Le cicale e il grido del cielo
Sei la colonna sonora dell’estate
però non ti ho mai vista in faccia.
Pratichi il mimetismo e se qualcuno
si avvicina al tuo ricovero
taci di colpo, per sottrargli traccia.
Il tuo rumore è rauco, lento,
cadenzato; quasi raspassi il sole
in un giorno ideale da bucato.
Ché appena arriva l’ombra
il tuo tamburo ammutolisce,
le lamine vibranti giacciono inerti:
il paesaggio non respira più,
grido del cielo che svanisce.
Quella sgradita sinfonia
che sgorgava dalla terra screpolata
martellando il cervello
nell’ora più accaldata,
ora mi manca. Il tuo silenzio
pare un avvertimento:
l’ombra ha trionfato sulla luce
e si riaffaccia lo sgomento.
Animali in versi (Einaudi, 2016)
Ph. Dino Ignani
Nove su dieci di quelli che oggi chiamiamo poeti, tra qualche anno ne avremo dimenticato perfino il nome (anacoluto intenzionale).
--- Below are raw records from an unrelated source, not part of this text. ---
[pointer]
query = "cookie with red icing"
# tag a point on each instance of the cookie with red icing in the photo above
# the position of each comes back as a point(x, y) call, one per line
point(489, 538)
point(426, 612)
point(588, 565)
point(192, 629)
Quasi tutta la poesia che si pubblica oggi in Italia è pronta per il macero. Si è persa qualsiasi cognizione e consapevolezza di che cosa sia il lavoro letterario. Giancarlo Pontiggia riflette su questo fenomeno in Nuovi dialoghi sulla poesia (Amos edizioni). Condivisibile quasi tutto ciò che scrive. Mente e cuore si allargano e respirano se si pasa a leggere la poesia di altre lingue, soprattutto spagnolo, inglese e tedesco. Ma anche francese.